Sed, kiam mi estis forironta el lia gastama domo, li redonis al mi albumeton (baptopatran donacon de Mendelssohn), en kiu mi petis ke li skribu sian nomon, kaj mi legis—"Ĉu universala lingvo estas ebla? Jes.—M.M."

WHAT MAX MÜLLER SAID.

I wonder whether the columns of The Esperantist are disposed freely to admit that ever-present personal pronoun, "I." I am perhaps bold in introducing it, but I cannot help thinking that a new language must have to put up with some of the inconveniences, at least, that all old languages have had to tolerate.

What I have to relate is but a little personal souvenir, but it is connected with the name of a great linguist, and an authority well worth quoting.

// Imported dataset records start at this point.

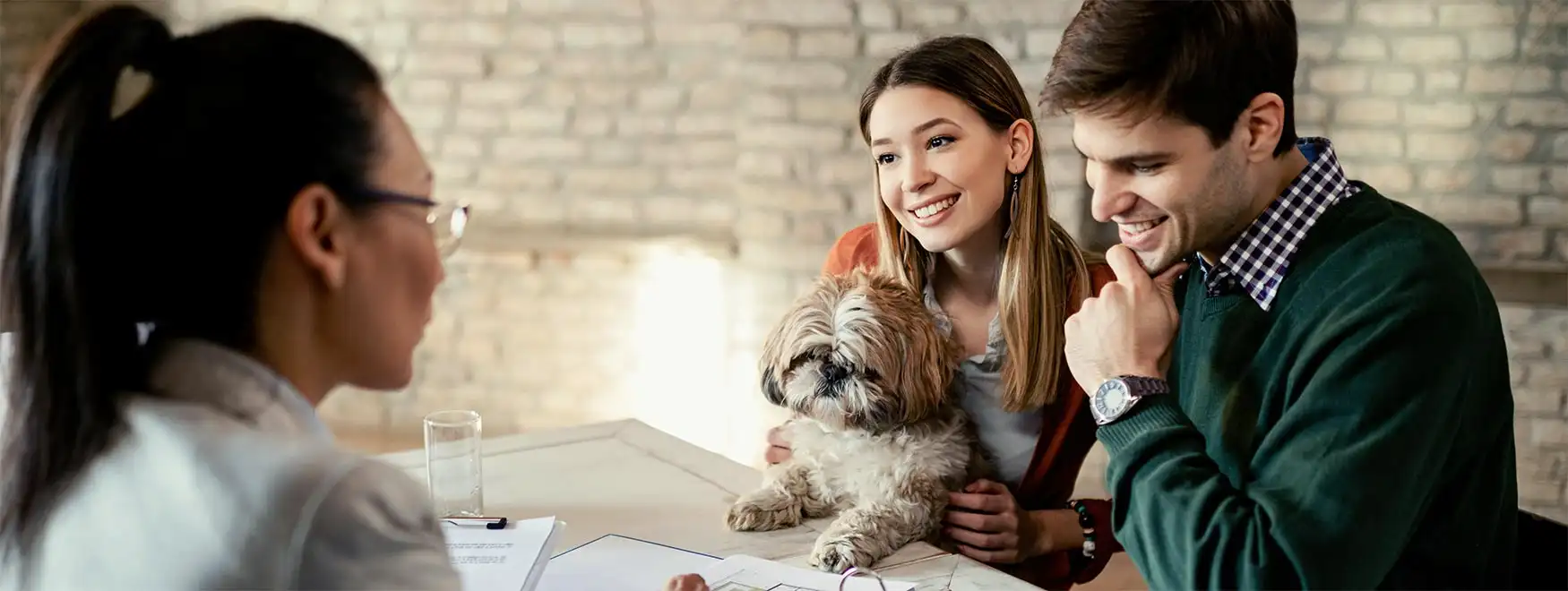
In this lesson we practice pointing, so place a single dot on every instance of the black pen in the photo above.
(488, 522)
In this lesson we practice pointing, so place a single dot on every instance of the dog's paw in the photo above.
(838, 555)
(761, 515)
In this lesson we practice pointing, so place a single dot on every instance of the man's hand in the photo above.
(997, 530)
(778, 449)
(685, 584)
(1126, 330)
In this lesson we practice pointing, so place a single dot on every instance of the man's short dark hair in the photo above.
(1200, 62)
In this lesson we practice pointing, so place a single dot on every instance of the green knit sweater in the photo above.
(1360, 434)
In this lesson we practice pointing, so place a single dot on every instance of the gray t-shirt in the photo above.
(1009, 436)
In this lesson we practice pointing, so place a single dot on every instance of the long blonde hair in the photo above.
(1040, 261)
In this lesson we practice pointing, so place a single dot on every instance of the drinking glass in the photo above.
(452, 463)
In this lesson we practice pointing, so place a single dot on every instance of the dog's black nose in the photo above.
(833, 372)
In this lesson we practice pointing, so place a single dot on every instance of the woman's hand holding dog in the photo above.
(997, 530)
(687, 582)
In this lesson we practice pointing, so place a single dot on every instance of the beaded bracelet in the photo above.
(1087, 522)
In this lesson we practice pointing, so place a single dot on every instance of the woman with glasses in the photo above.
(187, 278)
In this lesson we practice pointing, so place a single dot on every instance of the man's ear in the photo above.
(1264, 124)
(314, 226)
(1021, 146)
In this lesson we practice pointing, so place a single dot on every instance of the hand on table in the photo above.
(778, 449)
(997, 530)
(1124, 330)
(685, 584)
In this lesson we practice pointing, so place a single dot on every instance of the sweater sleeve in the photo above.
(855, 248)
(1379, 390)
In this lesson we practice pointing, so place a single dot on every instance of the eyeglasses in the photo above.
(447, 219)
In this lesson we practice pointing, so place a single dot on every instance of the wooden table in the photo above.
(633, 480)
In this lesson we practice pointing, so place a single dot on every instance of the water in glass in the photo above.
(453, 463)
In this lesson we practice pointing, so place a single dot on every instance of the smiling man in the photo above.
(1300, 381)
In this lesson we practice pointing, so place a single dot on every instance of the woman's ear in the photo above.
(1020, 144)
(315, 227)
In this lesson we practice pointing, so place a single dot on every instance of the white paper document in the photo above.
(742, 572)
(618, 563)
(501, 560)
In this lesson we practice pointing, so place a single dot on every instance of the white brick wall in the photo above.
(734, 123)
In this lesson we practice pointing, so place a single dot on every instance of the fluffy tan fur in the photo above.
(878, 438)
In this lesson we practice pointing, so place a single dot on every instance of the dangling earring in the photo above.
(1012, 213)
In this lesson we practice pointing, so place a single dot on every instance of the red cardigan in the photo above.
(1065, 438)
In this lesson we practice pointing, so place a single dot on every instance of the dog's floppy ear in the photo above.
(771, 388)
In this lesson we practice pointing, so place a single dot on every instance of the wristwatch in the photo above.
(1116, 396)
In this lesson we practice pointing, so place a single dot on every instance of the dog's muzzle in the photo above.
(831, 378)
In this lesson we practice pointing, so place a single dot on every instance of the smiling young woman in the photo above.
(963, 218)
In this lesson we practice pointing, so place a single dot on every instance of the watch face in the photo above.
(1112, 400)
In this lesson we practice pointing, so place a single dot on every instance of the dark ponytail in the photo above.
(157, 217)
(74, 346)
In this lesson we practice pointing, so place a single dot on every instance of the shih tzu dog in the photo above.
(877, 438)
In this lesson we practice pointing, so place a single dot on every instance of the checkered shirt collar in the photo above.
(1258, 259)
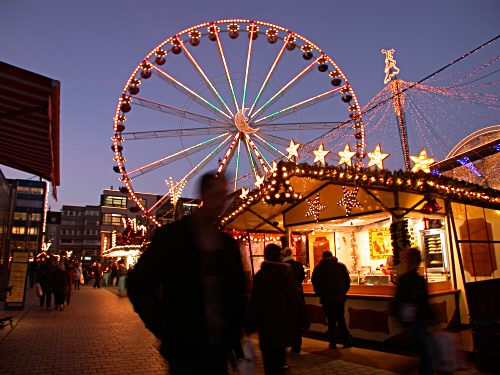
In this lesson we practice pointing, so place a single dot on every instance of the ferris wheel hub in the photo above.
(241, 122)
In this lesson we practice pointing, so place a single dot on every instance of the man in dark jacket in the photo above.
(299, 275)
(188, 287)
(331, 282)
(411, 307)
(274, 310)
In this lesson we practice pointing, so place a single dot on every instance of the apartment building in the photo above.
(80, 231)
(28, 216)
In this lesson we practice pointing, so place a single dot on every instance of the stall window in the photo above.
(477, 236)
(114, 201)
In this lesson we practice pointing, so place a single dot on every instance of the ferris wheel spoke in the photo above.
(249, 54)
(184, 132)
(302, 104)
(251, 160)
(270, 147)
(260, 158)
(177, 156)
(268, 76)
(205, 77)
(192, 94)
(177, 111)
(292, 82)
(194, 170)
(228, 154)
(237, 165)
(315, 125)
(226, 69)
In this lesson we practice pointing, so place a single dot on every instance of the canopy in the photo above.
(29, 122)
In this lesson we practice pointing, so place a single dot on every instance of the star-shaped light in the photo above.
(244, 193)
(422, 162)
(349, 199)
(259, 180)
(320, 154)
(346, 155)
(377, 158)
(314, 207)
(293, 150)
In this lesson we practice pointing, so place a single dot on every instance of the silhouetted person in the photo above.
(411, 306)
(331, 282)
(274, 310)
(188, 287)
(299, 275)
(60, 283)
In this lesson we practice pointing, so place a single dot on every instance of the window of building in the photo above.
(20, 216)
(18, 230)
(114, 201)
(35, 216)
(112, 219)
(143, 202)
(33, 231)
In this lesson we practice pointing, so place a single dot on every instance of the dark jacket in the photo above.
(166, 288)
(60, 282)
(275, 311)
(411, 303)
(298, 272)
(331, 280)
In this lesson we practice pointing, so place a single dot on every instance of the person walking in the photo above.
(60, 284)
(78, 275)
(411, 307)
(274, 310)
(331, 282)
(97, 275)
(188, 287)
(299, 275)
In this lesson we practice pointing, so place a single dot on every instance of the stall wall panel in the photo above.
(330, 195)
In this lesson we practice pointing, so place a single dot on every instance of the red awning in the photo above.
(29, 122)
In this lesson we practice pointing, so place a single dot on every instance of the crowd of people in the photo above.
(201, 310)
(57, 277)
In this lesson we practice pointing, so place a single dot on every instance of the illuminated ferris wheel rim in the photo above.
(241, 123)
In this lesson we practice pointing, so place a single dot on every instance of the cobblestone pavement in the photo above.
(98, 333)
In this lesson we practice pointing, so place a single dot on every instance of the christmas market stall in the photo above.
(366, 217)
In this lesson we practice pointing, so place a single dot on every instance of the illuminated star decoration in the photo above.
(377, 158)
(293, 150)
(259, 180)
(320, 154)
(244, 193)
(349, 200)
(314, 207)
(422, 162)
(346, 155)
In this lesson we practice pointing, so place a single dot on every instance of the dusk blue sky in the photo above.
(92, 46)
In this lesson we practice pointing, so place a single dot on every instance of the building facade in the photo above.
(80, 231)
(53, 232)
(28, 216)
(116, 208)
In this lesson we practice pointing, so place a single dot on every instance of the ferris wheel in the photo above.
(230, 96)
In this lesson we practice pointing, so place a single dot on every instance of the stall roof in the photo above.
(29, 122)
(259, 210)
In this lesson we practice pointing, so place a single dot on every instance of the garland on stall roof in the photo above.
(354, 253)
(277, 189)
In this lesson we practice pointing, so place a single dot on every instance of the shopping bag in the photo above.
(38, 289)
(247, 365)
(448, 356)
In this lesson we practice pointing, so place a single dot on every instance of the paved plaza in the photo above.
(99, 333)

I was in Venice, not standing between a palace and a prison, but gliding along the canals of the fairy city in a gondola, as every mortal should if he desires to realise that life is worth living. I was reading an article, "Reminiscences," by Max Müller, which delighted me so that the first thing I did on returning home was to write to him, somewhat on these lines—

"I am a stranger to you, and if I don’t write on the spur of the moment, I should not venture to do so at all. Yet surely we ought to know one another. You, a godson of Max Maria von Weber, and I a godson of Felix Mendelssohn! You learnt your Latin and Greek in Leipzig, and so did I; only you went to the Nicolai-Schule and I to the Thomas-Schule, which accounts for the difference in the result. But we must have eaten our schoolboy apples from the same old woman’s basket in the Grimmaische Strasse, etc., etc."

Well, Max Müller answered in the kindest spirit. He had heard my father play with Mendelssohn, and he had seen a picture of mine, so we were not strangers. Would I come to Oxford on my return to England and be his guest.

Some months later I went, and spent several days at his house. There was a unique opportunity of fully ascertaining his views on the adoption of a universal language.